Retailers can expect sales in 2016 to reflect 2015: continue with the current pattern of slow, steady but not-so exciting growth, according to economists and industry experts who spoke at the National Retail Federation convention in New York City this week.
The nation’s merchants likely will see “sluggish growth for a long time, unless there is something on a global level that shocks the economy,” said Paula Campbell Roberts, executive director, research, at Morgan Stanley, as reported by The Record.
However, some experts noted that uncertainty or unexpected events, such as terrorism or other global problems, or even upheaval caused by the presidential election, will hurt retailers because consumers tend to curb their spending when they are unsure about what lies ahead.

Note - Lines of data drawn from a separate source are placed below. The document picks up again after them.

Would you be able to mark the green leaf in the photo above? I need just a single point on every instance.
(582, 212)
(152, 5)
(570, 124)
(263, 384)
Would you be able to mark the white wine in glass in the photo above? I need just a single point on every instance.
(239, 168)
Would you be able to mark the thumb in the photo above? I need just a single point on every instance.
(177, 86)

Retail holiday sales — excluding automobiles, gasoline and restaurant meals — rose 3-percent in 2015, missing NRFs forecast of 3.7-percent sales growth in November and December.

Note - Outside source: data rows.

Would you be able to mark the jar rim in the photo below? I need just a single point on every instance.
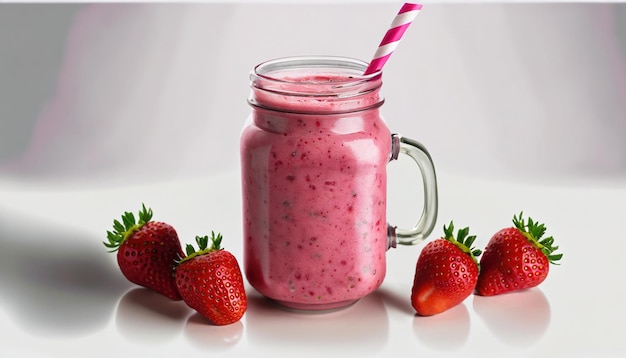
(352, 66)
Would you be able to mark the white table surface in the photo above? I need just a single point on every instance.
(62, 293)
(105, 106)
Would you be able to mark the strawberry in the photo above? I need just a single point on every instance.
(210, 281)
(516, 258)
(446, 272)
(146, 251)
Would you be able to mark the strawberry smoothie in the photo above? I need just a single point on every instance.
(314, 153)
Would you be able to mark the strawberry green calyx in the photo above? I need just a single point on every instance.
(125, 229)
(533, 231)
(463, 241)
(203, 246)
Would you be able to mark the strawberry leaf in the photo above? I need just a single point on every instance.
(126, 228)
(203, 247)
(463, 240)
(533, 231)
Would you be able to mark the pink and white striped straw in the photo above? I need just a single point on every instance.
(400, 23)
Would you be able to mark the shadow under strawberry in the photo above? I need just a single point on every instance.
(519, 319)
(147, 317)
(205, 335)
(446, 331)
(55, 281)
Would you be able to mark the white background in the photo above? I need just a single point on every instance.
(103, 106)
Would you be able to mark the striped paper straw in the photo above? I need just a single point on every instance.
(400, 23)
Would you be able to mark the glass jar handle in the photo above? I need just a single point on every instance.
(428, 218)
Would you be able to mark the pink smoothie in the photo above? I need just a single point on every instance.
(314, 196)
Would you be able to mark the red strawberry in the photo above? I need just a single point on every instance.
(146, 251)
(210, 281)
(516, 258)
(446, 272)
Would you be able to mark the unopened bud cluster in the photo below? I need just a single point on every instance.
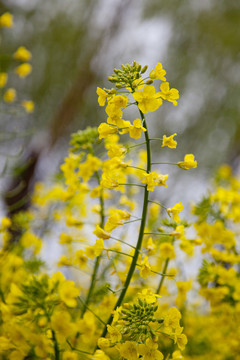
(127, 75)
(136, 319)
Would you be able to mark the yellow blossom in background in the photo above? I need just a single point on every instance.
(169, 94)
(28, 106)
(22, 54)
(99, 232)
(188, 163)
(158, 73)
(105, 130)
(68, 293)
(183, 288)
(149, 350)
(3, 79)
(6, 20)
(145, 268)
(175, 210)
(167, 250)
(10, 95)
(102, 96)
(148, 99)
(168, 141)
(148, 296)
(128, 350)
(23, 70)
(153, 179)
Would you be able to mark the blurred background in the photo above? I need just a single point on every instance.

Jack Kleinhenz, chief economist for the NRF said in a released statement that missing the forecast could be seen as a disappointing year but retail was faced with multiple challenges this holiday season, “A double whammy of deflation and December weather constricted holiday sales growth as well as consumer spending. The results of December’s retail sales remind us just how significant of an impact unusual weather can have on retail and overall economic activity.”
While the timing is uncertain, Kleinhenz believes there are positive prospects for improvement including a healthy housing market that “should provide some support in spending in various retail sectors” and recent job gains that should help lift income and earnings.